Research critique examples

Which critiques are stronger?

Instructions

Read each pair of examples below. For each one, decide:

Which critique is generic (could apply to almost any study)?
Which is specific (identifies particular features that matter)?
Which is weak and which is strong?
What do the strong critiques have in common?

Examples

Loftus and Palmer, 1974

“Loftus and Palmer (1974) showed participants film clips of car accidents and asked them to estimate the speed of the vehicles. The verb used in the question (‘smashed’ vs ‘contacted’) significantly influenced speed estimates…”

Critique A: However, this study lacks ecological validity because it used video clips rather than real accidents. Additionally, the use of students as participants raises questions about generalisability to the wider population. The artificial laboratory setting may not reflect how memory works in everyday situations, which limits the real-world applicability of these findings.

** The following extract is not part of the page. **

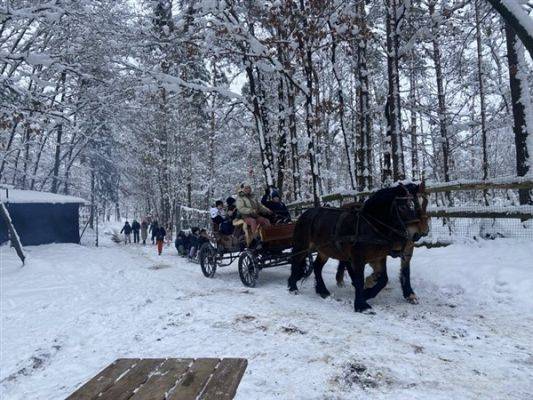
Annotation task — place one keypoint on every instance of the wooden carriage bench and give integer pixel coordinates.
(165, 379)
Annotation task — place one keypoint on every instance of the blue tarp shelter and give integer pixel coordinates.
(41, 217)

Critique B: However, viewing video clips may differ from witnessing real events in important ways - real witnesses experience emotional arousal and personal involvement, which could interact with the suggestibility effect. Whether leading questions have the same impact on emotionally-involved witnesses remains unclear.

Milgram, 1963

“Milgram (1963) found that 65% of participants delivered what they believed were fatal electric shocks to a learner when instructed by an authority figure…”

Critique A: While the study demonstrates obedience to authority in this specific context, the presence of scientific authority and laboratory setting may have created unique demand characteristics. It’s unclear whether similar obedience would occur in everyday hierarchical situations where the authority’s legitimacy is less clear.

Critique B: This study cannot be generalised because it only used American male participants. The sample was also recruited from a specific time period (1960s), which may reflect different cultural attitudes. Furthermore, the study was conducted in a university setting which may have attracted particular types of volunteers, limiting how widely we can apply these results.

Craik and Tulving, 1975

“Craik and Tulving (1975) demonstrated that words processed for meaning (semantic encoding) were recalled better than words processed for visual appearance…”

Critique A: The use of single, unconnected words as stimuli may not reflect how semantic processing operates with connected prose or personally meaningful material. The depth-of-processing advantage might be reduced when remembering coherent narratives where surface features also carry meaning.

Critique B: This study has low ecological validity as people don’t normally learn random word lists in their daily lives. The laboratory environment was also artificial and unlike natural learning situations. Additionally, participants knew they were being tested, which may have affected their performance. These factors mean the results may not generalise to real-world memory situations.

Asch, 1951

“Asch (1951) found that 37% of participants conformed to obviously incorrect group judgements about line lengths…”

Critique A: The sample size was quite small (123 participants) which limits the reliability of the findings. Moreover, the study was conducted in a particular cultural context that may not apply today. The artificial nature of the line-judging task also reduces ecological validity, as real-life conformity situations are usually more complex and meaningful.

Critique B: The face-to-face setting and unambiguous nature of the task (line judgement) may have created particularly strong pressure to conform. Modern contexts where conformity occurs - such as online decision-making or ambiguous social judgements - differ in important ways that could influence the strength of conformity effects.